Je pense beaucoup à mes parents chéris et regrette mon enfance.
…
Je ne sais ce qui est arrivé à Maman. Elle ne m’écrit pas. Je suis en colère contre elle.
…
Je pense sans cesse à mes parents et à mes frères et voudrais être avec eux. J’espère qu’ils ne vont pas te transférer dans un autre camp car je veux venir te rendre visite un jour. Nous avons reçu un ballon de football que quelqu’un a fabriqué avec du cuir. Nous nous amusons bien avec. Cela fait des siècles que je n’ai pas reçu de courrier.
…
Je demande que tu fêtes ton anniversaire aussi bien que possible. Si c’est possible, envoie-moi, je te prie, une photo de Maman ou de Papa.
Ton neveu qui t'aime,
Ziegmond.
Au début du mois d’avril 1943, Ziegmond et Bernd sont transférés au château du Manoir à Saint Etienne de Crossey à côté de Grenoble. Ils continuent à écrire à leur tante, lui faisant parvenir des colis et lui demandant des nouvelles de leurs parents, qui ne sont déjà plus en vie.
L’OSE procure aux deux jeunes garçons de faux papiers d’identité français et ils sont transférés en train à Axelberg, à proximité de la frontière suisse, avec trois autres enfants. Un membre de la résistance française les y attend et leur fait passer la frontière. Ziegmond protègera son jeune cousin Bernd pendant tout le temps qu’ils passeront dans la clandestinité.

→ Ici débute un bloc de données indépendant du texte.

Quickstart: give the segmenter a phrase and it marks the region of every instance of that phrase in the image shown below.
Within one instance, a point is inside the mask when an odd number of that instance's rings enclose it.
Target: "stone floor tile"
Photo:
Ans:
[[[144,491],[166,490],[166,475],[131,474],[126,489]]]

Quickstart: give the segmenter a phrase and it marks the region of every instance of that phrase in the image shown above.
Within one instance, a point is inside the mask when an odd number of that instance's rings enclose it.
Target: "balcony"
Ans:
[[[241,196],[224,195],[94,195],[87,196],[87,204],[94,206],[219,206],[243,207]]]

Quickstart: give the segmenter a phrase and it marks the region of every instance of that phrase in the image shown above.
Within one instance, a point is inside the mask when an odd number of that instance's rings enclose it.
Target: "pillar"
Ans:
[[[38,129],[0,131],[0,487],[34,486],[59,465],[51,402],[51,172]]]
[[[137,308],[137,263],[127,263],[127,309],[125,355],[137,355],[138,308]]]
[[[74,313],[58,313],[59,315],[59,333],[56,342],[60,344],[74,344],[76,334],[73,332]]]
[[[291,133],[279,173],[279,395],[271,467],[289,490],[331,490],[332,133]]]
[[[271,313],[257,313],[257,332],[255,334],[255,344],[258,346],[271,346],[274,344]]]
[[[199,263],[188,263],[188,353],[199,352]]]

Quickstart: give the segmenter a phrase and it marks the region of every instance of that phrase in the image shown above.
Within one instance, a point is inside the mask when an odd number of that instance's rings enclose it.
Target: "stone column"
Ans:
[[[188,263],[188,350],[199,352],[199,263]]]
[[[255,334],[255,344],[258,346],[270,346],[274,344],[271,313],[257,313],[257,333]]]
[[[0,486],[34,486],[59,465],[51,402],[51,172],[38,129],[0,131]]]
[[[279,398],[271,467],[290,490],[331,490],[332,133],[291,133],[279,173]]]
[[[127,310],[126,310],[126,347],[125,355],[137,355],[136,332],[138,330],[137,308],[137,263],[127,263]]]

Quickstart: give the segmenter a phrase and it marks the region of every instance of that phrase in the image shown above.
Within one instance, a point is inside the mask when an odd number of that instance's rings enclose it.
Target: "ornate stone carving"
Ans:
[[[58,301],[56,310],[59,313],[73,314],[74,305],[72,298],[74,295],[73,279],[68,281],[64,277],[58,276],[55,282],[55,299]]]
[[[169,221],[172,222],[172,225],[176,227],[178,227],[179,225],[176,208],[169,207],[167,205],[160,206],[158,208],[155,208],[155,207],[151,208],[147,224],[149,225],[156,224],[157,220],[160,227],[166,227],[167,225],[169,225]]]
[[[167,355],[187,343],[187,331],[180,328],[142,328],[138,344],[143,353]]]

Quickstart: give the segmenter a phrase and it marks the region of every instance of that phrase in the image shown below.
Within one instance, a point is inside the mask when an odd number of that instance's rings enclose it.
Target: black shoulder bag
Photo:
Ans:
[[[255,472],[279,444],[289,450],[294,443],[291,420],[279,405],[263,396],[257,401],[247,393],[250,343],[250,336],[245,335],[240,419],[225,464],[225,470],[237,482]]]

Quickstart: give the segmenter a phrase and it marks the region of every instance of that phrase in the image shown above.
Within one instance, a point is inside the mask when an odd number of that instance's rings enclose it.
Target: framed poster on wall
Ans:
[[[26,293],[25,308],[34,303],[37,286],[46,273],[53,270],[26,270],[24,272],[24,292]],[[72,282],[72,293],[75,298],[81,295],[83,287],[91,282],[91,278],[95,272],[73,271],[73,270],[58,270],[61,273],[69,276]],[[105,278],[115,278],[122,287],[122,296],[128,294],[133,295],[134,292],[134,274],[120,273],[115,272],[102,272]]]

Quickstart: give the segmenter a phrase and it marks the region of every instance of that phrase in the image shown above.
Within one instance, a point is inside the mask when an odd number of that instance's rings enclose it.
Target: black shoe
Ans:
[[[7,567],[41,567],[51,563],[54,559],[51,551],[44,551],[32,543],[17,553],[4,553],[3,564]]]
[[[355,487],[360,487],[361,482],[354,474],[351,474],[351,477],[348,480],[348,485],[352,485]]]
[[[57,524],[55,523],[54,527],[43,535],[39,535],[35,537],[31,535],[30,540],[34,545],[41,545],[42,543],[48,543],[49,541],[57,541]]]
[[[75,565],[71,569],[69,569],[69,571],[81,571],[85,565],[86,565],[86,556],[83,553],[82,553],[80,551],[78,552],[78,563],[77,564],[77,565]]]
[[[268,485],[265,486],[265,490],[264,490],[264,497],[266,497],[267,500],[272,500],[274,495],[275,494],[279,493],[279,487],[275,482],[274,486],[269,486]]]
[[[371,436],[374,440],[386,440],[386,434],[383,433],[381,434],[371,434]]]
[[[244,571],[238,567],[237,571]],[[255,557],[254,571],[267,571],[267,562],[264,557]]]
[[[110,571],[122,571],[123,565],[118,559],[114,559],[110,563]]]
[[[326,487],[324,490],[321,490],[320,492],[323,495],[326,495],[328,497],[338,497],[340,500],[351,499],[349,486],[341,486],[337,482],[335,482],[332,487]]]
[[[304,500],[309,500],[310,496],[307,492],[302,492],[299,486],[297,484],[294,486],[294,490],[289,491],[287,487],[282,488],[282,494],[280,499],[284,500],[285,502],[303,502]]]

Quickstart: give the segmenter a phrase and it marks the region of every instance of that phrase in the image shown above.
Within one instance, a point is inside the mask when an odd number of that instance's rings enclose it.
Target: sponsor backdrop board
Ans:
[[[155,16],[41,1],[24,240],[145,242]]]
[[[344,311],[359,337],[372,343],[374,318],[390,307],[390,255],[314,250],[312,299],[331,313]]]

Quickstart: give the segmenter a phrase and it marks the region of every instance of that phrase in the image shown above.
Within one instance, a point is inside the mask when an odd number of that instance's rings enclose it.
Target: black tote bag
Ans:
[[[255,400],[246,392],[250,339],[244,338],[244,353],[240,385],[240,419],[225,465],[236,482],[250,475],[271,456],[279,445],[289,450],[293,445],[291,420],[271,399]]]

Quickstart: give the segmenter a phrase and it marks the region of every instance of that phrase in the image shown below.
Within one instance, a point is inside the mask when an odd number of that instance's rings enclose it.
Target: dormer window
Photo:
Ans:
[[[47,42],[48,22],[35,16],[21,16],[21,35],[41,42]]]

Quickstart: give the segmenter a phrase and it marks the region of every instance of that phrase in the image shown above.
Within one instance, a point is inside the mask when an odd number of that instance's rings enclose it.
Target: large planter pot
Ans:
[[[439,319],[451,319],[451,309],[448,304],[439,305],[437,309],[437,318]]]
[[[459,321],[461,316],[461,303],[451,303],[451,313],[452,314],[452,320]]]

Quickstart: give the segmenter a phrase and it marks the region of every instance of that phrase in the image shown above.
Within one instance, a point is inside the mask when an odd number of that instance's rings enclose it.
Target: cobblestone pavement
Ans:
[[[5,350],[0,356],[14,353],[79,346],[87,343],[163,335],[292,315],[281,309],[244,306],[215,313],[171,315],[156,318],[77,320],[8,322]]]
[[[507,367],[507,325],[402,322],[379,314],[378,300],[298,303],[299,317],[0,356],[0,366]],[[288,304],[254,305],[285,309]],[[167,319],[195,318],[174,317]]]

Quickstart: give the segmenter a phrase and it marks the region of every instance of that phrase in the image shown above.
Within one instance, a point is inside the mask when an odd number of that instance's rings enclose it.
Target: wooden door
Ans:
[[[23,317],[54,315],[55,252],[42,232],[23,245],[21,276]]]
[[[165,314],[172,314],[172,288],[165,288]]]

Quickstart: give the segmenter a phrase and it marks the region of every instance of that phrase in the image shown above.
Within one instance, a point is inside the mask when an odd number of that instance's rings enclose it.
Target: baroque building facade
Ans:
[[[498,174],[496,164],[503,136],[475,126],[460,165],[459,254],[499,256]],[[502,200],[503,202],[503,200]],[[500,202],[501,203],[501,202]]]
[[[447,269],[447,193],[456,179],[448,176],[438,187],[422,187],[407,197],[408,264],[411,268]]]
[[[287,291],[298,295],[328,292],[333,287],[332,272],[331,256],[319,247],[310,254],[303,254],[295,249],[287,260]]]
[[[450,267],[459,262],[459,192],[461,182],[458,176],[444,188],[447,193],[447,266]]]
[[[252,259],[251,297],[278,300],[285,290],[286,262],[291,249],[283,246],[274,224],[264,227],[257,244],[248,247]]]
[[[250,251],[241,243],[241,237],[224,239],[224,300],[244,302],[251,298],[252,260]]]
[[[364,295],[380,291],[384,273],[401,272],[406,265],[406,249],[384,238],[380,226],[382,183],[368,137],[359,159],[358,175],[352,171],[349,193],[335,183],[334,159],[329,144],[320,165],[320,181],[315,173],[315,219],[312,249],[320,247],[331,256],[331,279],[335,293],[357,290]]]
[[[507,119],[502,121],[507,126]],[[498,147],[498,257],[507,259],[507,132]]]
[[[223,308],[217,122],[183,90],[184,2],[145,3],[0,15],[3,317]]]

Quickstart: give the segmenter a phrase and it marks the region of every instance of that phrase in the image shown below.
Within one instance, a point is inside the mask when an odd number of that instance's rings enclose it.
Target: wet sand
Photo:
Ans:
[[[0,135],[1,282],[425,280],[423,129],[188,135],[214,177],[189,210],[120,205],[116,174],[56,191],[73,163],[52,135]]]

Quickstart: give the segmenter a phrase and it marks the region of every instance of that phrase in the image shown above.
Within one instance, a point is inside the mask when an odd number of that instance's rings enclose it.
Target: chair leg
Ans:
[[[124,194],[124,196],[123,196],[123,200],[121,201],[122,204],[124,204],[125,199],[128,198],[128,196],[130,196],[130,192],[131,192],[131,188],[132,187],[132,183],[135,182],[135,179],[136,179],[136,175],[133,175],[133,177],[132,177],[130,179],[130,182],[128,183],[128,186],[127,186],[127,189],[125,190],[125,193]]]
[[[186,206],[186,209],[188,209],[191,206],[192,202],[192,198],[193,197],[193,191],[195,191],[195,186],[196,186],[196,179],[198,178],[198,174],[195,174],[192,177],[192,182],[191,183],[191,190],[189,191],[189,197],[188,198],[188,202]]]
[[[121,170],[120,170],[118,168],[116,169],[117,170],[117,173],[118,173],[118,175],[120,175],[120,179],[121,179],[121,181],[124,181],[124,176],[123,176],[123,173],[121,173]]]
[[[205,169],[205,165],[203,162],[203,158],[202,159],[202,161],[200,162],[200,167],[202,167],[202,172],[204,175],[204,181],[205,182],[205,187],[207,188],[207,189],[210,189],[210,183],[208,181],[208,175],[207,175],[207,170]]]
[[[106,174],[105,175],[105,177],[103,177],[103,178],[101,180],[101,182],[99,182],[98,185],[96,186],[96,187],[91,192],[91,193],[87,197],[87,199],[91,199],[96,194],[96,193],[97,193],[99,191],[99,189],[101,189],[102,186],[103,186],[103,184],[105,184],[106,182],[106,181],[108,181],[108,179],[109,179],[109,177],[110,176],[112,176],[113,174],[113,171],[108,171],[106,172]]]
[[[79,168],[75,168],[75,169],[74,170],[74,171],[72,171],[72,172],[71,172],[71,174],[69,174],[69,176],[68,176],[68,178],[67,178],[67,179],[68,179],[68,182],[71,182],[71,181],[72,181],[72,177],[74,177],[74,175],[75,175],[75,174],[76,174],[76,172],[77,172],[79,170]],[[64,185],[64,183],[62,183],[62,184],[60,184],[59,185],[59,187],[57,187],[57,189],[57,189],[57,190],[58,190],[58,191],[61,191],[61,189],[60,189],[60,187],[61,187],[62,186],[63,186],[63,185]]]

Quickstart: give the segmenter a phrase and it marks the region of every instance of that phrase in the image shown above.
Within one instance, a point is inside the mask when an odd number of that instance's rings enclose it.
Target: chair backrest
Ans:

Après avoir traversé la frontière, tous deux sont conduits dans un camp d’internement. En octobre 1944, ils sont envoyés dans une institution juive à côté de Lausanne. A la fin de la guerre, le directeur de l’institution les informe que leurs parents n’ont pas survécu. Ziegmond et Bernd émigrent en Eretz Israel en 1946.
Roni Kaufman, le fils de Ziegmond, a fait don des lettres et des photographies à Yad Vashem.